PURE

第五幕
『炎の涙』

第一章
第11話


作:千菊丸さん
エドがキッチンに入ると、そこにはパイを焼いているボリニュイがいた。
「何してるんだ、そんなことで。」
「見ての通りだ。」 ボリニュイはそう言って笑った。 「僕がやる。」
「いいや、私が。」
エドとボリニュイは、ポットを奪い合った。
その拍子に、ポットの中の湯がボリニュイの背中にかかった。
「ごめん!すぐに冷やさないと!」
エドはそう言って井戸から水を汲んできて、その水をボリニュイにかけた。
「大丈夫か?」
「ああ・・」
ボリニュイはそう言ってシャツを脱いだ。
「それは?」
エドがボリニュイの背中の傷を見た。
「これは生まれつきあるものだよ。
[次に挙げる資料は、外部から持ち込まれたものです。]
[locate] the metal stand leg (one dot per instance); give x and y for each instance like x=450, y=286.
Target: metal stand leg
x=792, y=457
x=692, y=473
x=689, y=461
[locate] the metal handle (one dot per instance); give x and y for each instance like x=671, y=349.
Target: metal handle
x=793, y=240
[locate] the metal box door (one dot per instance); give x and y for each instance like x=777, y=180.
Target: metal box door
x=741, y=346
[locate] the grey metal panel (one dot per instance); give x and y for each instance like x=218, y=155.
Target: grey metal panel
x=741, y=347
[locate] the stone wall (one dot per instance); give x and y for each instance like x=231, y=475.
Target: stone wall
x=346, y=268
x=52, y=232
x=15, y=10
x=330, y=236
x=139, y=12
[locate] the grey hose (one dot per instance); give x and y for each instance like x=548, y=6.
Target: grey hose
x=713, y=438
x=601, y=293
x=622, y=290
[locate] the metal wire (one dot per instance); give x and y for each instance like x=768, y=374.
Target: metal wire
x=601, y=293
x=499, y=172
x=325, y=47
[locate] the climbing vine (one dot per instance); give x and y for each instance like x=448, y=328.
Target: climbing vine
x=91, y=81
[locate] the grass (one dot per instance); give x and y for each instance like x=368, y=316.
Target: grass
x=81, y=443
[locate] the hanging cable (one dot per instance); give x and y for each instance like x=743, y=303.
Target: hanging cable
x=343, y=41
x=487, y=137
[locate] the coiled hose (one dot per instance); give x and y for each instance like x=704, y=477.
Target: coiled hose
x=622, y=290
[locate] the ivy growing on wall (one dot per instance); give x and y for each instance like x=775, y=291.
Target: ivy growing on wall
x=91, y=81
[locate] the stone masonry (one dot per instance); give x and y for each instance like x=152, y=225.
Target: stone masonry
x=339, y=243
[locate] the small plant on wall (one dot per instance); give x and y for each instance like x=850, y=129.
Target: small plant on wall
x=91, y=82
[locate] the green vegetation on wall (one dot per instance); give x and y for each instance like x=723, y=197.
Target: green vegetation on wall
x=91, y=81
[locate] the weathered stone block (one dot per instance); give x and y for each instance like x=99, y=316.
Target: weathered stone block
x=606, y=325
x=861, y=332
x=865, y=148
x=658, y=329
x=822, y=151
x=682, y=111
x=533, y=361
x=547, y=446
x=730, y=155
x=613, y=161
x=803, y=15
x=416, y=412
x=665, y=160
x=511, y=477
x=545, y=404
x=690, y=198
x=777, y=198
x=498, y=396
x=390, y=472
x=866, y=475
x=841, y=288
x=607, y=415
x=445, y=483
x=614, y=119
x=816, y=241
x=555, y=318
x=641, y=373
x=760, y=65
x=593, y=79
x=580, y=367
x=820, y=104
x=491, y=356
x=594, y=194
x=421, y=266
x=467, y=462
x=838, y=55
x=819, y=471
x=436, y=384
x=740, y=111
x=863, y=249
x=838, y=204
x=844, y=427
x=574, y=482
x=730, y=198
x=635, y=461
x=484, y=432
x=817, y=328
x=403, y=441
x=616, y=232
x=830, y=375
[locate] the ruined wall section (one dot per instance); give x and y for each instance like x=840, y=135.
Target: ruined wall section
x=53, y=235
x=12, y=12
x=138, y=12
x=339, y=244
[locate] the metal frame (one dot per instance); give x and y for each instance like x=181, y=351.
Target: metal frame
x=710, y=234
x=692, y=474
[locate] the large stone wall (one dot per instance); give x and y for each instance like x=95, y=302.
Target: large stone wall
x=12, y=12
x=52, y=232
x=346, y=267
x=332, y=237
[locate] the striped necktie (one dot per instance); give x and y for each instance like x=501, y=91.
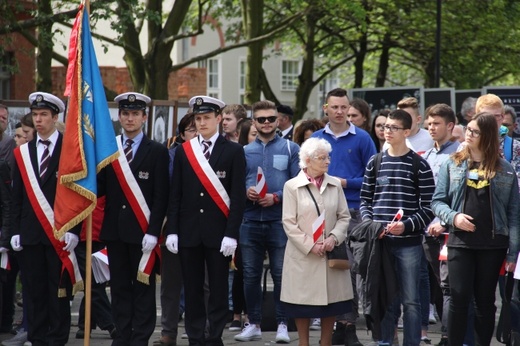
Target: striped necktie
x=44, y=162
x=128, y=150
x=206, y=152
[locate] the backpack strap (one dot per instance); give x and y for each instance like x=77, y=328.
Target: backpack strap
x=377, y=163
x=508, y=148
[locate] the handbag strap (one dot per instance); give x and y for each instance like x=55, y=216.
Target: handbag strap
x=313, y=199
x=508, y=286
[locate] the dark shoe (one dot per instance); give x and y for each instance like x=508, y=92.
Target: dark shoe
x=80, y=334
x=112, y=331
x=235, y=326
x=443, y=342
x=165, y=340
x=338, y=337
x=351, y=338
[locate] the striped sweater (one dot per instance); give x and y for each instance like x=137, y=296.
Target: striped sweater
x=396, y=188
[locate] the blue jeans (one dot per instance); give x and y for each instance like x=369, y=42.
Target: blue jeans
x=407, y=264
x=257, y=237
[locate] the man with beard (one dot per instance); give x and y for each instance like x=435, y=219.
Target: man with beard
x=262, y=228
x=7, y=143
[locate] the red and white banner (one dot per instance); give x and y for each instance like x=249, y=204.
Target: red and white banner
x=207, y=175
x=318, y=227
x=45, y=214
x=136, y=199
x=261, y=184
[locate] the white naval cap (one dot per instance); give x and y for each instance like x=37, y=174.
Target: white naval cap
x=206, y=104
x=132, y=100
x=41, y=99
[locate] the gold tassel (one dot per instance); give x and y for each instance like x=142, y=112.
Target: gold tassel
x=144, y=278
x=62, y=293
x=78, y=286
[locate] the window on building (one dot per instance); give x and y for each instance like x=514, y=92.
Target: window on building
x=290, y=72
x=5, y=77
x=213, y=73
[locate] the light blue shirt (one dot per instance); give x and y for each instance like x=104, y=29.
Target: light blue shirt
x=279, y=159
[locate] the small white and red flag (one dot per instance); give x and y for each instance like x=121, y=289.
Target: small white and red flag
x=318, y=227
x=261, y=184
x=4, y=261
x=398, y=215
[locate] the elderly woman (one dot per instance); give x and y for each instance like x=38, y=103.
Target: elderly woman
x=477, y=198
x=309, y=287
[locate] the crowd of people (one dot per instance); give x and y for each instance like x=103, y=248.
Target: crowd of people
x=421, y=210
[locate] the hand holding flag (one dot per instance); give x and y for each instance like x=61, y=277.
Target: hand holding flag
x=261, y=184
x=318, y=227
x=393, y=223
x=397, y=216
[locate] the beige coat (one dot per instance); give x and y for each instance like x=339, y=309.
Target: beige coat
x=306, y=278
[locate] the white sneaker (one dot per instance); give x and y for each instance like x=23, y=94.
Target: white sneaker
x=431, y=317
x=249, y=333
x=282, y=337
x=315, y=324
x=18, y=340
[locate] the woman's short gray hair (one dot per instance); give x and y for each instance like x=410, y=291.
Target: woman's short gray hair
x=311, y=147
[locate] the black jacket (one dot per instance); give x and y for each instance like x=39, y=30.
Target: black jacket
x=5, y=203
x=374, y=263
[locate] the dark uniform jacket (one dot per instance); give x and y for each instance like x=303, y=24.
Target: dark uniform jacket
x=150, y=169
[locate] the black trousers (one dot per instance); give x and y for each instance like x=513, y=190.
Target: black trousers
x=101, y=314
x=133, y=302
x=48, y=315
x=473, y=273
x=193, y=263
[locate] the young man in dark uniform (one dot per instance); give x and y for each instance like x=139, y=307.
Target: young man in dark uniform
x=207, y=202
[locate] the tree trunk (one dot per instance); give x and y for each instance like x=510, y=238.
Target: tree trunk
x=45, y=47
x=383, y=62
x=133, y=57
x=158, y=63
x=360, y=61
x=306, y=77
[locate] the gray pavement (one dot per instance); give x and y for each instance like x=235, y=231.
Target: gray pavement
x=102, y=338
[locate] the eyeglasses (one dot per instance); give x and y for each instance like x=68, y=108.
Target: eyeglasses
x=472, y=133
x=392, y=128
x=270, y=119
x=322, y=158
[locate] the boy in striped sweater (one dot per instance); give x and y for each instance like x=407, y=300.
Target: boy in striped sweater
x=399, y=185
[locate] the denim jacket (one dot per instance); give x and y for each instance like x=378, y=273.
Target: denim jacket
x=450, y=193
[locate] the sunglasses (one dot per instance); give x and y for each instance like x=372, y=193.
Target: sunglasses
x=262, y=120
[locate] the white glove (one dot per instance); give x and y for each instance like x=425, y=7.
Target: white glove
x=71, y=241
x=149, y=242
x=228, y=246
x=172, y=243
x=15, y=243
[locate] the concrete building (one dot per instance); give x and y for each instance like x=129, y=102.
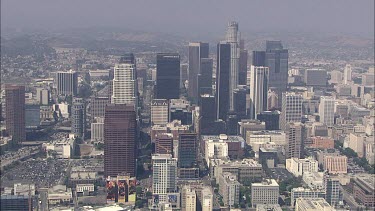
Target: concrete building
x=327, y=110
x=15, y=113
x=336, y=164
x=206, y=199
x=229, y=189
x=42, y=96
x=125, y=82
x=299, y=166
x=294, y=140
x=265, y=192
x=318, y=204
x=164, y=175
x=305, y=193
x=347, y=74
x=316, y=77
x=291, y=110
x=159, y=112
x=245, y=170
x=188, y=199
x=67, y=83
x=363, y=189
x=258, y=90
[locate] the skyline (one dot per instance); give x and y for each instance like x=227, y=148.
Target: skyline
x=348, y=18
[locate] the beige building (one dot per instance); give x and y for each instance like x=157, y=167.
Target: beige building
x=188, y=199
x=229, y=189
x=336, y=164
x=318, y=204
x=265, y=192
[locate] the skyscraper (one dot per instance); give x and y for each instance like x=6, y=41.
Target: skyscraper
x=222, y=80
x=15, y=112
x=205, y=77
x=277, y=62
x=163, y=175
x=67, y=83
x=291, y=109
x=187, y=150
x=197, y=51
x=167, y=76
x=119, y=140
x=125, y=82
x=294, y=140
x=233, y=39
x=78, y=117
x=347, y=74
x=327, y=110
x=258, y=90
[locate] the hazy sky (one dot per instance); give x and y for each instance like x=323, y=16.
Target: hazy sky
x=194, y=16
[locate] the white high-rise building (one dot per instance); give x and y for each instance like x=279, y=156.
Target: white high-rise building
x=258, y=90
x=163, y=175
x=233, y=38
x=125, y=82
x=291, y=109
x=347, y=74
x=327, y=110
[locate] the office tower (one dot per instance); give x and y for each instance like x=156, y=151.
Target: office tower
x=222, y=80
x=332, y=188
x=347, y=74
x=291, y=108
x=125, y=82
x=15, y=112
x=97, y=106
x=258, y=90
x=187, y=150
x=229, y=189
x=188, y=199
x=277, y=62
x=316, y=77
x=167, y=76
x=159, y=112
x=197, y=51
x=164, y=144
x=294, y=140
x=243, y=64
x=259, y=58
x=265, y=192
x=327, y=110
x=67, y=83
x=233, y=39
x=78, y=117
x=184, y=74
x=205, y=77
x=119, y=140
x=240, y=104
x=42, y=96
x=206, y=199
x=163, y=175
x=207, y=115
x=32, y=116
x=271, y=118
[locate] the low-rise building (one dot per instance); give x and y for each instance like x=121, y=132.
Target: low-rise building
x=298, y=166
x=229, y=189
x=265, y=192
x=318, y=204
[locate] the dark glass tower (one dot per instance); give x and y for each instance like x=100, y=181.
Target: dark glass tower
x=205, y=77
x=187, y=150
x=197, y=51
x=15, y=112
x=167, y=76
x=119, y=140
x=222, y=80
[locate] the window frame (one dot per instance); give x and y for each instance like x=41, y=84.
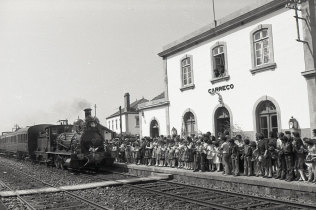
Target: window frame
x=191, y=85
x=226, y=77
x=137, y=121
x=271, y=65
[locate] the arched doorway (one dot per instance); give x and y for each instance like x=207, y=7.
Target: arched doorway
x=189, y=124
x=222, y=121
x=267, y=118
x=154, y=128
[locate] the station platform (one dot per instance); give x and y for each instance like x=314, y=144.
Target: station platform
x=303, y=192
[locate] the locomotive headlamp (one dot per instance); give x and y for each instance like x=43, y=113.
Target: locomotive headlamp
x=93, y=125
x=293, y=123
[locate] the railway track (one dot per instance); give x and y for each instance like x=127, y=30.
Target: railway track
x=60, y=200
x=177, y=195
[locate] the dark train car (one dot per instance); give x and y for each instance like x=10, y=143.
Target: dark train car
x=79, y=146
x=46, y=142
x=23, y=142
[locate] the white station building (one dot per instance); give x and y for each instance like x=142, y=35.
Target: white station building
x=252, y=71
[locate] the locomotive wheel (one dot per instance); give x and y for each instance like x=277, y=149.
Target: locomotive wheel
x=56, y=163
x=61, y=164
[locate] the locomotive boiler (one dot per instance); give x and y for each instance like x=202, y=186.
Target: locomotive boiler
x=79, y=146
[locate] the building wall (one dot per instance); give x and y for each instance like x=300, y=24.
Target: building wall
x=285, y=84
x=132, y=128
x=114, y=128
x=157, y=113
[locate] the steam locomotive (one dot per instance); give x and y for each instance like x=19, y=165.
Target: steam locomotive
x=78, y=146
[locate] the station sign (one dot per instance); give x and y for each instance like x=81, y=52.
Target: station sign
x=221, y=88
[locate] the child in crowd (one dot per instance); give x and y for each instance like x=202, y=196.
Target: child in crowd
x=217, y=156
x=154, y=154
x=247, y=156
x=162, y=155
x=210, y=155
x=128, y=153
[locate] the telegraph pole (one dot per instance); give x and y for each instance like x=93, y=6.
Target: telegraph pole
x=120, y=120
x=214, y=13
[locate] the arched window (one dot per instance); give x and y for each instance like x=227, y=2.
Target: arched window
x=267, y=118
x=189, y=124
x=154, y=128
x=222, y=121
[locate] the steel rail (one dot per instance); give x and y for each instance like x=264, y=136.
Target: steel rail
x=188, y=200
x=265, y=199
x=65, y=191
x=272, y=200
x=29, y=206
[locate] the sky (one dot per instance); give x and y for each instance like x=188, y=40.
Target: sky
x=58, y=57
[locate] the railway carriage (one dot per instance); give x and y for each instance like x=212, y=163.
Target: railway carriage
x=23, y=142
x=77, y=146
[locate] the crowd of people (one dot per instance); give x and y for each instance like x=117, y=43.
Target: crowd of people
x=287, y=157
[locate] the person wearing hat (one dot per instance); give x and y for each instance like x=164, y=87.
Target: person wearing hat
x=254, y=157
x=299, y=156
x=311, y=159
x=225, y=148
x=288, y=154
x=278, y=149
x=261, y=151
x=281, y=172
x=240, y=145
x=197, y=156
x=234, y=151
x=246, y=156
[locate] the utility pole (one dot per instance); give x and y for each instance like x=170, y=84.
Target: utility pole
x=95, y=110
x=120, y=120
x=214, y=13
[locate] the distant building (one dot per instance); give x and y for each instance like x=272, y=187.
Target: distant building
x=129, y=115
x=154, y=117
x=252, y=71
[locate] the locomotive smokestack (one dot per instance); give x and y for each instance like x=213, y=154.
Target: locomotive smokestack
x=127, y=101
x=87, y=112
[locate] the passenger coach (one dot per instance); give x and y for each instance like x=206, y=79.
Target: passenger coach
x=23, y=142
」
ボリニュイはそう言って笑った。
「生まれた時からあるんだ。君の額にある入れ墨は?」
ボリニュイはそう言ってエドの髪を掻き上げた。
彼の額には、奇妙な目の入れ墨があった。
「生まれた頃からあるんだ。」
エドがそう言うと、ボリニュイはエドの額を撫でた。
その時、額が疼いた。
「どうした?」
「いや、なんでもない。」
エドはそう言ってパイを持った。
「行こう。レイチェル大叔母さんが待ってる。」









ボリニュイ=有匡さんの生まれ変わり、エド=火月ちゃんの生まれ変わりです。
有匡さんの槍傷と、火月ちゃんの額の入れ墨は、時を越えても残ります。
それはいつか2人が結ばれるまでの印という設定です。